Some researchers are planning to move their industries to Mars and other planets instead of protecting earth from extinction. A new paper from Stanford, Princeton, and Berkeley suggests that the world has begun a sixth extinction-level event, this one driven primarily by humankind. This new research indicates that the fossil record clearly shows that species of every sort are becoming extinct far more rapidly than the historical background rate would suggest, and that much of the change is driven by humanity, including the impact of climate change.
The report set out to answer whether current extinction rates for mammals and vertebrates were higher than the highest background level observable through the fossil record, how extinction rates have changed over time within observed history, and how many years it would take species to go extinct if the background extinction rate had held steady. The so-called “background rate” of extinction is extremely important. It’s the number of species that we can predict would have gone extinct, even without outside intervention.
While the point of the paper was to measure the impact of humans, thousands of species of plants, animals, reptiles, amphibians, and birds have historically gone extinct without any human intervention whatsoever, while others (the dodo bird, Steller’s sea cow, the passenger pigeon, and the Rodriguez giant tortoise) were killed off by humans long before climate change was a concern. A high background extinction rate will make any modern departure from the norm less serious-looking, while a low background extinction rate emphasizes the modern departure from historical norms.
In the past, scientists have estimated that species tend to go extinct at a rate between 0.1 and 1 species per million species per year, but for the purposes of this paper, the team of researchers decided on a background extinction rate of 2E/MSY (meaning two species for every million species, every million years). Because we can’t be certain of accounting for every single species, including species that do not decay and leave fossilized materials, there’s always going to be some slippage in the figures — but we can still chart the extinction rate of well-represented species and compare against historical records when that data is available.
This chart shows the number of extinct creatures since 1500 and 1900 for each available species classification. The Highly Conservative rates include only species no longer believed to exist at all, anywhere on Earth. While it’s true that some of these species are later rediscovered, the rate of rediscovery is extremely low and typically confined to tiny, endangered populations located in an heretofore-unknown spot. The Conservative table includes those species believed to be extinct in the wild or possibly extinct. In both cases, the extinction rates shot up after 1900, once the industrial revolution and modern record keeping where both underway.

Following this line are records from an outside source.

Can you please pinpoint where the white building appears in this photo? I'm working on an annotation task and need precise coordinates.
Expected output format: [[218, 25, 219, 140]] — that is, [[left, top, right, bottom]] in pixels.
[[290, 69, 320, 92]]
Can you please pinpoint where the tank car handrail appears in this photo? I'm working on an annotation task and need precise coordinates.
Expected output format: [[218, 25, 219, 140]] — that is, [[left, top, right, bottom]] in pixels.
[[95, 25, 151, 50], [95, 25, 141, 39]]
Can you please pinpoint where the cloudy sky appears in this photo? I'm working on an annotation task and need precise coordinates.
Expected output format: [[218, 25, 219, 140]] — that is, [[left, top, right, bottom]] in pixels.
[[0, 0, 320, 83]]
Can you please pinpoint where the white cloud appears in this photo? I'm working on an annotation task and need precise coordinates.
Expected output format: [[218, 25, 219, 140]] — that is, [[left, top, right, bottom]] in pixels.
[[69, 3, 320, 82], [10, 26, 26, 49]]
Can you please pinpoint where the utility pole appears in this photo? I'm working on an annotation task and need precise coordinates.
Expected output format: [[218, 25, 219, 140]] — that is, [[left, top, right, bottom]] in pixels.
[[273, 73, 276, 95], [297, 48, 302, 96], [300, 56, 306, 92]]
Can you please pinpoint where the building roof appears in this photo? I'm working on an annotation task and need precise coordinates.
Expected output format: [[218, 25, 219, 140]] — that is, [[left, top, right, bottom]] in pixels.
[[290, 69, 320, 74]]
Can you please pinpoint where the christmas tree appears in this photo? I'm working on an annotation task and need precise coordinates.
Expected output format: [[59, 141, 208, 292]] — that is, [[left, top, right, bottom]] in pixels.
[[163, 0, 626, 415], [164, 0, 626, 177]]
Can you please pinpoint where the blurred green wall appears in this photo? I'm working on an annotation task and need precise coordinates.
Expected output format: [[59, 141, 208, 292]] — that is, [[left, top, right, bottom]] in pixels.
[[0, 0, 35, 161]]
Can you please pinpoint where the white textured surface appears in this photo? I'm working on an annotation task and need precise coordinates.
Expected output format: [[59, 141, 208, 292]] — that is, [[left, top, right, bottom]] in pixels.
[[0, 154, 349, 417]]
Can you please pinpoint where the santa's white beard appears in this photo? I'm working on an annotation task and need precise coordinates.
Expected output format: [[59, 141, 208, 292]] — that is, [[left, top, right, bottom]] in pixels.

These charts show the observed extinction rates for various species measured against the background extinction rate for both the “Highly Conservative” and “Conservative” estimates. Even assuming a much higher background extinction rate of 2E/MSY, the die-off rate for all species has been orders of magnitude above background. Statistically, the die-off in amphibians would have taken an estimated 11,600 years to occur naturally, while even the reptile species die-off rate would have taken 800 years — not the 114 years that have passed since 1900.
Sweeping species loss under the rug or dismissing it as ecological scareism is a serious mistake. The loss of a single species may seem of minor importance — after all, does the world actually need tree frogs? In theory, no, it doesn’t — but while the loss of any single species is a minor event in the grand scheme of things, the loss of hundreds can create substantial hardship for humanity. The loss of honeybee colonies in the US could drive food prices up, while the collapse of multiple off-shore fisheries has already created real problems for the communities that relied upon them.
It’s impossible to estimate the cost of species extinction, in part because we literally don’t know what we might lose. Horseshoe crabs are an example of a species under pressure as a result of human activity that’s also extremely useful to human medicine. Unlike other species, which rely on hemoglobin in the blood for oxygen transport, horseshoe crabs use hemocyanin. Horseshoe crab blood is used to manufacture Limulus amebocyte lysate (LAL), which reacts with bacterial endotoxins. It’s an essential compound used to ensure that medical devices and medications themselves aren’t infected with bacteria before being given to people. LAL can even detect some fungal infections far faster than other forms of testing.
If horseshoe crabs had gone extinct before we discovered these properties, we’d likely have never known they existed in the first place. While I’ve picked relatively simple example, as more species go extinct, it destabilizes the entire ecological web around them. In some cases, other species that might have preferred the first as a food source will adapt. In other cases, they can’t.
Humans we are not sure when the earth will finally come to an end but we are aware of the past extinction events regardless of their causes, is that they were marked by the emergence of very different environmental conditions and species. The most famous extinction event, the K-T impact that destroyed the non-avian dinosaurs, cleared the way for mammals to evolve and ascend. Life, as a whole, is extremely resilient, but no single species is guaranteed survival — including ours reports Extreme Tech.